The more I look at this beauty, the more I think I want to find a way to get it down to my basement so I can use it to store some gun "stuff".

Shane Tuttle
November 3, 2009, 10:35 PM



Shane Tuttle
November 3, 2009, 10:41 PM


November 3, 2009, 11:18 PM
the posts have no pictures.....

try photobucket hosting.

Shane Tuttle
November 4, 2009, 09:54 PM
OK, I think I fixed my goof-up...

November 4, 2009, 10:21 PM
Was their anything in the safe?? Did you ever get it opened??

Shane Tuttle
November 5, 2009, 12:06 AM
No, I just got it home this past weekend and haven't had time to call the safe tech. Hopefully, I'll give him a jingle in the next day or so.

November 5, 2009, 12:58 AM
WOW! That's a GORGEOUS safe!

Maybe there are a bunch of Microsoft stock certificates or Apple stock or a Pile of Hundred Dollar bills from 1925 which would be worth about $40K today....

Maybe there's a CAT in the safe!

I like Cats! Especially dead ones! ;)

November 5, 2009, 10:12 AM
Many of the Mosler locks on that type of safe are "friction fence" locks. If your tech is careful, he can place his hole through the dial ring, and not cause any damage to the lock. At that point it's just a matter of replacing or repairing the dial ring.

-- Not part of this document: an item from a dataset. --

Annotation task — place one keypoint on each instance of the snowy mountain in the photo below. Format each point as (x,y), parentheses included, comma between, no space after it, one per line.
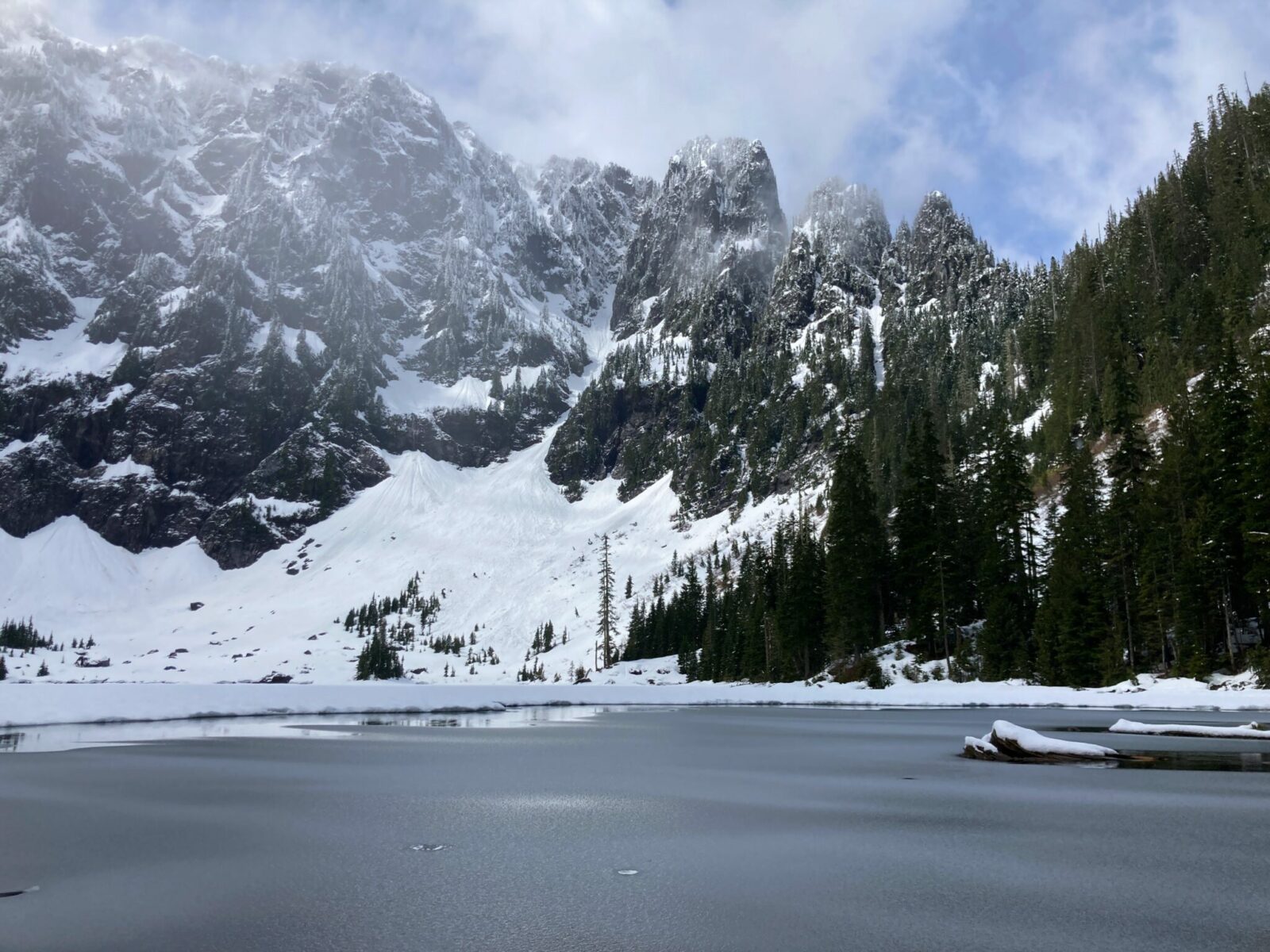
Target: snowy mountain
(286,355)
(229,289)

November 5, 2009, 12:47 PM
When I was a teenager in the early 60's I worked part time at my Uncles coast to coast hardware store. He had an old safe on wheels that had dynamite and blasting caps stored in it, sold to farmers for blasting stumps or ponds. The safe locking tumbler broke and no locksmith would touch the safe (boom) so we buried it with a backhoe in a farm field.